Andorre maintient l’âge du consentement à 16 ans et ajoute des lois sur les thérapies de conversion et le trafic culturel
Les parlementaires andorrans ont finalisé les réformes du code pénal, conservant l’âge du consentement à 16 ans après un abandon de la hausse à 18, tout en introduisant des peines pour forcer des changements de genre, faciliter la prostitution en ligne et trafiquer des biens culturels.
Points cles
- Majorité parlementaire confirme l’âge du consentement à 16 ans, exception d’écart de 3 ans dès 14 ans.
- Nouveaux délits : pratiques de conversion (3 mois-3 ans de prison), facilitation prostitution en ligne, trafic biens culturels.
- Protections renforcées contre exploitation en ligne des mineurs ; publicité thérapies de conversion interdite.
- Amendements opposition sur avortement rejetés, en raison négociations avec Saint-Siège ; vote le 15 juillet.
La majorité parlementaire andorrane a finalisé les principaux éléments de la réforme du code pénal, confirmant l’âge du consentement à 16 ans tout en ajoutant de nouveaux délits pour le trafic de biens culturels et le forçage de changements d’identité sexuelle ou de genre.
La Commission de la Justice et de l’Intérieur devrait achever ses travaux la semaine prochaine, avant un vote lors de la session ordinaire finale le 15 juillet. Demòcrates, le groupe de tête, a abandonné sa proposition initiale de relever l’âge de 14 à 18 ans après des consultations avec des sections de jeunes et des groupes sociaux. Jordi Jordana, président du groupe parlementaire Demòcrates, a déclaré que le parti avait conclu que 18 ans ne reflétait pas la réalité des jeunes. Une exception s’applique : les relations ne sont pas punissables si l’écart d’âge ne dépasse pas trois ans et que la personne la plus jeune a au moins 14 ans.
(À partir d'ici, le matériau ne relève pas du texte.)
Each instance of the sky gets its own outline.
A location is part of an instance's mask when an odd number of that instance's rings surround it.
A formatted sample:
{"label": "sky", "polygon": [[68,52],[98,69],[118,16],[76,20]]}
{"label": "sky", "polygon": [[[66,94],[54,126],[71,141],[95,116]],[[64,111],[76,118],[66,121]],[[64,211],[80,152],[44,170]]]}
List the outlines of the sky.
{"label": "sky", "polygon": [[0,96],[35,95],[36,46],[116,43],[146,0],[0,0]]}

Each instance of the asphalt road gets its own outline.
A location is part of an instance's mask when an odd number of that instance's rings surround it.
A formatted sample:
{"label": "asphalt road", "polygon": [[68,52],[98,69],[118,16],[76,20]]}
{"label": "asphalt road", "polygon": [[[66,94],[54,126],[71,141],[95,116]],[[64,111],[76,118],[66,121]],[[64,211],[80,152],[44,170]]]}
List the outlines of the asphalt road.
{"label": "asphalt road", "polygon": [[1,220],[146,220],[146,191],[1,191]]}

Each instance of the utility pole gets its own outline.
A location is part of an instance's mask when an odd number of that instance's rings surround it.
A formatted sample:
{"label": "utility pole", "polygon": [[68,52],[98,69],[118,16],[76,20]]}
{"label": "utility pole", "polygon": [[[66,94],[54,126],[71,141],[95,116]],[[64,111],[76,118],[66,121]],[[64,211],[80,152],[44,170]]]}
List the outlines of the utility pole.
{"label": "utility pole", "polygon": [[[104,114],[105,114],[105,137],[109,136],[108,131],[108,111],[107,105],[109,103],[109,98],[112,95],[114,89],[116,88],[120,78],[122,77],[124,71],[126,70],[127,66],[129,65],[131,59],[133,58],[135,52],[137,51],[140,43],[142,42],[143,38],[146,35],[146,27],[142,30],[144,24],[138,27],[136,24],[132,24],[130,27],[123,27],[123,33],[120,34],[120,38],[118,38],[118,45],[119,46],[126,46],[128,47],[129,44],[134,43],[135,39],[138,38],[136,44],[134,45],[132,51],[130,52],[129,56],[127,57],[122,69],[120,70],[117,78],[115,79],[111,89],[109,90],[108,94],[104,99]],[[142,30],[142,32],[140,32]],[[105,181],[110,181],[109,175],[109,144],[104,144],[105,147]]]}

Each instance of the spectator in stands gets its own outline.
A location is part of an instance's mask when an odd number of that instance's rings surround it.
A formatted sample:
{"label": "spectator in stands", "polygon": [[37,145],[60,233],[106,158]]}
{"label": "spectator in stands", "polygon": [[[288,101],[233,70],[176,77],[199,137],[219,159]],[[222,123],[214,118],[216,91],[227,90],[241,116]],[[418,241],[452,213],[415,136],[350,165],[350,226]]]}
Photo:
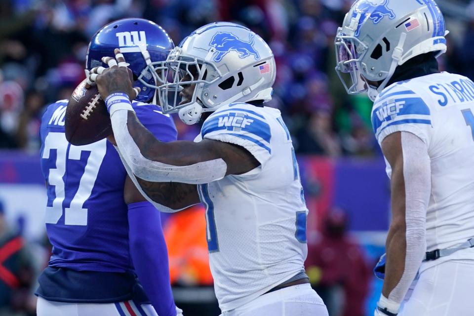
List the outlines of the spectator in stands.
{"label": "spectator in stands", "polygon": [[35,315],[33,258],[23,237],[8,227],[0,201],[0,316]]}
{"label": "spectator in stands", "polygon": [[364,316],[371,269],[358,243],[348,235],[348,219],[335,207],[324,220],[320,239],[308,245],[305,265],[312,286],[330,316]]}

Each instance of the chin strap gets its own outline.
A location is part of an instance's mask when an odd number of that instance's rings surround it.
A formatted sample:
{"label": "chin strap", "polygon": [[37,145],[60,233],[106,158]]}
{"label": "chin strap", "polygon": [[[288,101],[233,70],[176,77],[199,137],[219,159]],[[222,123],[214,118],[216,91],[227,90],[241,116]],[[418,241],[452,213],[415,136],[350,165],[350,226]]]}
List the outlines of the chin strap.
{"label": "chin strap", "polygon": [[[142,53],[142,55],[143,56],[143,58],[145,59],[145,62],[147,64],[147,67],[149,69],[150,73],[151,74],[152,77],[153,77],[153,80],[155,80],[155,84],[157,86],[158,86],[158,83],[159,82],[158,80],[158,76],[157,75],[157,73],[155,71],[155,68],[153,68],[153,66],[152,65],[152,60],[151,57],[150,56],[150,53],[148,52],[148,51],[147,50],[147,46],[145,45],[140,45],[138,46],[140,47],[140,51]],[[147,87],[147,88],[148,88]],[[151,88],[149,88],[151,89]],[[155,93],[153,94],[153,104],[157,104],[157,90],[155,89]]]}

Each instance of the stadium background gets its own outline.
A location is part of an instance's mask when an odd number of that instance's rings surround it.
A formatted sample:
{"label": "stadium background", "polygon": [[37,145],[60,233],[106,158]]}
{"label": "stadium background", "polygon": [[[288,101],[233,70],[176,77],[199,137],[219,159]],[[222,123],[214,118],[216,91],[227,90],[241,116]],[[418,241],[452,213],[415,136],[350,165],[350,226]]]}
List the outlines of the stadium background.
{"label": "stadium background", "polygon": [[[347,95],[334,71],[334,36],[353,2],[0,1],[0,240],[6,230],[21,232],[25,264],[32,272],[25,281],[30,289],[13,303],[0,298],[0,315],[34,315],[35,274],[47,263],[39,155],[42,112],[69,98],[83,79],[87,45],[95,31],[125,17],[156,22],[176,44],[198,27],[224,20],[248,26],[270,44],[277,63],[270,105],[281,111],[291,133],[311,212],[307,265],[312,283],[331,316],[371,315],[381,283],[370,270],[384,252],[390,189],[371,131],[371,103]],[[437,2],[451,31],[441,68],[474,79],[474,1]],[[199,130],[176,124],[181,139],[192,139]],[[202,210],[165,215],[163,226],[177,304],[185,315],[218,315]],[[0,298],[11,290],[2,284],[1,273]]]}

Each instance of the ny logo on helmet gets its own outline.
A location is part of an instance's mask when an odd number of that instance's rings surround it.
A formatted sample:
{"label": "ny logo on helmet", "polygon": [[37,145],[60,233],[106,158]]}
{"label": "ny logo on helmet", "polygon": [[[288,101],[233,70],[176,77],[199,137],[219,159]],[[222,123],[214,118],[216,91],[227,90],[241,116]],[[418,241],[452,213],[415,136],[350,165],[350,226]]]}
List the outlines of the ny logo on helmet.
{"label": "ny logo on helmet", "polygon": [[[147,46],[147,37],[144,31],[121,32],[115,36],[118,38],[118,47],[122,53],[139,53],[140,46]],[[130,47],[135,46],[135,47]]]}
{"label": "ny logo on helmet", "polygon": [[255,34],[250,34],[250,40],[245,41],[240,40],[237,36],[228,32],[218,32],[214,35],[209,43],[210,46],[213,46],[216,50],[216,55],[214,61],[219,62],[223,57],[232,51],[238,53],[240,58],[245,58],[250,55],[253,55],[255,59],[260,59],[253,45]]}
{"label": "ny logo on helmet", "polygon": [[395,18],[395,12],[388,7],[390,0],[362,0],[356,4],[352,13],[352,17],[357,17],[360,14],[359,23],[355,35],[358,36],[360,28],[368,18],[373,21],[374,24],[379,23],[385,16],[391,20]]}

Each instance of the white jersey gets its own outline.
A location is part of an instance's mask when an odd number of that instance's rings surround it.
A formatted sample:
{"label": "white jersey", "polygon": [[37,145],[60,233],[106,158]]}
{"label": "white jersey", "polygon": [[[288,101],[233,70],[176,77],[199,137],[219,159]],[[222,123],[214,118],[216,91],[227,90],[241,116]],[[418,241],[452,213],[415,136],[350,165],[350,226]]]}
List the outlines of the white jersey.
{"label": "white jersey", "polygon": [[[452,247],[474,237],[474,83],[442,73],[395,83],[376,100],[372,121],[381,144],[389,135],[405,131],[428,146],[432,189],[426,219],[427,251]],[[449,257],[474,259],[474,249],[467,250]]]}
{"label": "white jersey", "polygon": [[202,138],[240,146],[261,164],[198,186],[206,208],[216,295],[224,312],[304,270],[308,209],[278,110],[246,103],[223,106],[204,121],[195,141]]}

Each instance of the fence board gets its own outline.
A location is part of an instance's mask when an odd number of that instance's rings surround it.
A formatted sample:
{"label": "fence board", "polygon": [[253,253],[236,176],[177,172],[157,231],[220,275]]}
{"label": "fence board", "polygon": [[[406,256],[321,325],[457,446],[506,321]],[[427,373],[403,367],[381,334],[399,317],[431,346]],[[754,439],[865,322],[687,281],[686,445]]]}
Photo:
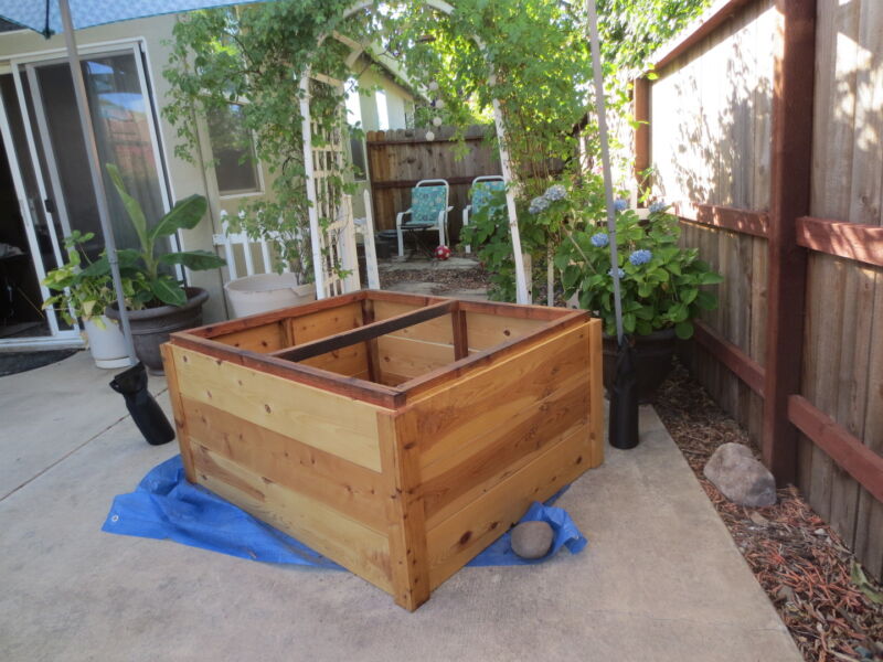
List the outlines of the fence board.
{"label": "fence board", "polygon": [[[485,139],[489,127],[475,126],[466,132],[466,153],[457,158],[454,129],[433,129],[436,139],[426,140],[426,129],[369,131],[366,136],[371,192],[376,229],[394,229],[395,215],[411,206],[411,189],[422,179],[445,179],[450,183],[448,224],[459,239],[462,209],[469,204],[469,188],[477,177],[501,174],[499,152]],[[454,243],[451,241],[450,243]]]}
{"label": "fence board", "polygon": [[[695,35],[681,40],[685,46],[663,53],[660,77],[649,89],[656,195],[757,213],[768,209],[773,44],[779,15],[772,4],[722,3],[725,17],[713,14]],[[795,395],[834,421],[838,429],[829,440],[861,439],[874,453],[866,457],[873,458],[883,455],[883,268],[874,244],[883,226],[883,3],[819,1],[816,17],[809,205],[815,218],[799,228],[800,245],[809,250],[801,381]],[[703,316],[712,339],[721,342],[700,344],[691,365],[755,439],[763,399],[743,381],[751,373],[743,371],[740,380],[731,369],[746,365],[742,359],[758,366],[770,359],[765,340],[769,260],[766,228],[757,224],[762,217],[706,212],[701,220],[711,223],[684,223],[682,237],[726,278],[719,311]],[[853,474],[861,471],[843,459],[840,441],[833,444],[836,450],[830,444],[827,449],[837,461],[809,438],[799,438],[797,483],[881,577],[883,503],[855,481]]]}

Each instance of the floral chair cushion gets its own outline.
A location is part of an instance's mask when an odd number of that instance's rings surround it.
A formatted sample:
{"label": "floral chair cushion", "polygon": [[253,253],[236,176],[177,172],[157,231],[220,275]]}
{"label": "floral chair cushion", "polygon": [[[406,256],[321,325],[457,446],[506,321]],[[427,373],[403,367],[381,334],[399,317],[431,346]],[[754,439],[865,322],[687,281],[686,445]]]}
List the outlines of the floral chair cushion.
{"label": "floral chair cushion", "polygon": [[411,221],[407,225],[437,225],[445,211],[445,186],[416,186],[411,190]]}
{"label": "floral chair cushion", "polygon": [[498,191],[506,191],[506,182],[490,180],[472,186],[472,213],[477,214],[489,206]]}

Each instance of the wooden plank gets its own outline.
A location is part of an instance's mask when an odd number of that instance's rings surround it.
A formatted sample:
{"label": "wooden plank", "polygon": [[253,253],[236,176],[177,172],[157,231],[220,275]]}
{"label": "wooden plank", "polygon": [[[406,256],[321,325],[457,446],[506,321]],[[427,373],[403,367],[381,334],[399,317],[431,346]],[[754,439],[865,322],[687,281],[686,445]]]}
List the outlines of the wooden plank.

Cela correspond au projet initial du gouvernement et aux positions d’autres groupes et entités consultées. La réforme, quasi achevée après la réunion d’hier, inclut des protections renforcées contre l’exploitation en ligne des mineurs et des personnes handicapées. Un nouvel article vise la « facilitation de la prostitution dans des environnements numériques », avec des peines de six mois à trois ans de prison. Il exige une « interaction simultanée » entre prestataire et client pour se distinguer de la consommation de pornographie, comme sur des plateformes telles qu’OnlyFans.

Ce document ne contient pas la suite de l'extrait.